With a pLDDT of 79.9, this mutant performs very similarly to Mutant 2. The structural analysis confirms that the fold is highly resistant to the changes introduced, maintaining a consistent global topology and a reliable pTM of 0.528.

Mutant-4

This variant shows a pLDDT of 79.2. While the core remains “Confident” (cyan/blue), the predicted error (PAE) in the linker regions is slightly higher, suggesting that these specific mutations might introduce a bit more flexibility in the protein’s overall movement.

Mutant-5

A very strong candidate with a pLDDT of 80.1. This model mirrors the high-stability profile of Mutant 2. The high confidence scores across the alpha-helical regions suggest that this mutation is well-tolerated and maintains excellent structural integrity.

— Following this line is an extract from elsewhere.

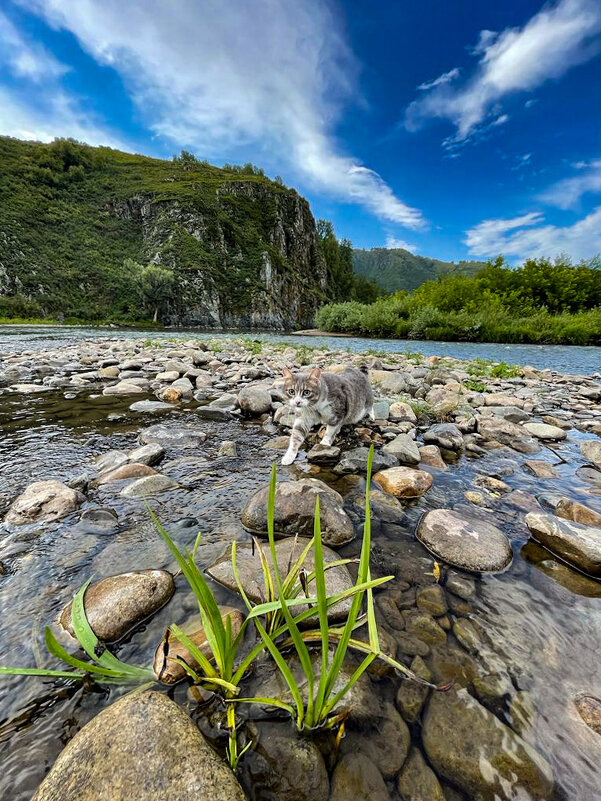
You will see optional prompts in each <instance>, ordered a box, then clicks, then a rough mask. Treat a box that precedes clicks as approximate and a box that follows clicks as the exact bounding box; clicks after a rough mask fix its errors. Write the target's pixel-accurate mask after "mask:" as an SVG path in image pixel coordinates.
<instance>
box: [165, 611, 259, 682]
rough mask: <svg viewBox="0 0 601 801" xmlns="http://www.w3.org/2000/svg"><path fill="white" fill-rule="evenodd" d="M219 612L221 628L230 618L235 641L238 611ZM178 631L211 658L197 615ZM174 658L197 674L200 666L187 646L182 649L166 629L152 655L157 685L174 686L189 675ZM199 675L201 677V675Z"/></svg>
mask: <svg viewBox="0 0 601 801" xmlns="http://www.w3.org/2000/svg"><path fill="white" fill-rule="evenodd" d="M220 612H221V619H222V620H223V623H224V625H225V623H226V620H227V619H228V618H229V620H230V623H231V627H232V636H233V637H236V636H237V635H238V632H239V631H240V628H241V627H242V623H243V621H244V615H243V614H242V612H240V610H239V609H234V608H233V607H231V606H222V607H220ZM180 628H181V630H182V631H183V632H184V634H187V635H188V637H189V638H190V639H191V640H192V642H193V643H194V645H196V646H198V648H199V649H200V651H201V653H202V654H203V655H204V656H206V657H207V658H208V659H211V658H212V651H211V648H210V646H209V644H208V642H207V636H206V634H205V630H204V628H203V626H202V625H201V621H200V616H199V615H195V616H194V618H193V619H192V620H191V621H189V622H188V623H187V624H183V625H181V626H180ZM177 657H181V658H182V659H184V660H185V661H186V663H187V664H188V665H189V666H190V667H191V668H192V670H196V671H197V672H199V670H200V666H199V664H198V662H197V661H196V660H195V659H194V657H193V656H192V655H191V654H190V652H189V651H188V649H187V648H186V646H185V645H182V644H181V642H180V641H179V640H178V639H177V637H176V636H175V635H174V634H172V633H171V631H170V630H169V629H167V631H166V632H165V637H164V638H163V640H162V642H161V643H159V645H158V647H157V649H156V651H155V653H154V661H153V670H154V675H155V676H156V677H157V679H158V680H159V681H162V682H163V684H177V682H178V681H182V679H185V678H186V676H187V675H188V674H187V673H186V671H185V669H184V667H183V665H181V664H180V663H179V662H177V661H176V660H177ZM200 672H201V673H202V671H200Z"/></svg>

Domain Interactions and Error Analysis :

When we look at the pLDDT and PAE plots for all the mutants, they actually share a common “signature.” You can see the graphs dipping down specifically around the 100-150 and 400+ residue marks. This tells us those parts are the flexible, unstructured “linker” regions of the protein. Since the mutations were probably targeted at the stable domains, these flexible spots stayed pretty much the same across all models.

Looking at the PAE heatmaps, there are clear dark blue blocks along the diagonal. This confirms that each domain is folded really well on its own. However, the lighter/reddish areas between those blocks show that the domains are a bit flexible relative to each other. Basically, the domains themselves are solid, but the way they connect allows for some movement, which is normal for proteins with long linkers.

Conclusion for the Final Project

Comparing everything for this assignment and the next steps of the project, Mutant 2 and Mutant 5 are definitely the best moves. Their pLDDT scores (80.2 and 80.1) are higher than the rest, which means these models give us a much more reliable base for future docking or simulations.

If we take these into the lab, these mutants are less likely to have structural issues or unwanted changes. For both the HTGAA work and our own project, these two—especially Mutant 2—are the safest and strongest candidates to move forward with.

Questions:

Q1: How did the mutations affect the overall protein structure?

The mutations appear to be “conservative” regarding the global fold. While specific local residues were altered, the primary secondary structures (alpha-helices and beta-sheets) remained intact across all five models. Mutant 2 and 5 show a slight increase in local rigidity compared to the others.

Q2: What do the pLDDT and PAE plots reveal about the models?

The Predicted lDDT per position plots (Images 1a, 2a, etc.) show sharp dips at specific intervals (e.g., around residue 100-150 and 400+). These correspond to the red-colored “disordered” regions in the 3D model. The PAE matrices (the red/blue heatmaps) show dark blue squares along the diagonal, confirming that individual domains are folding correctly and independently.

Q3: Which mutant is the most promising candidate for the Final Project?

Mutant 2 is the strongest candidate due to its highest pLDDT score (80.2). This suggests that the mutation introduced in this variant optimizes local packing or stabilizes the backbone more effectively than the other variations.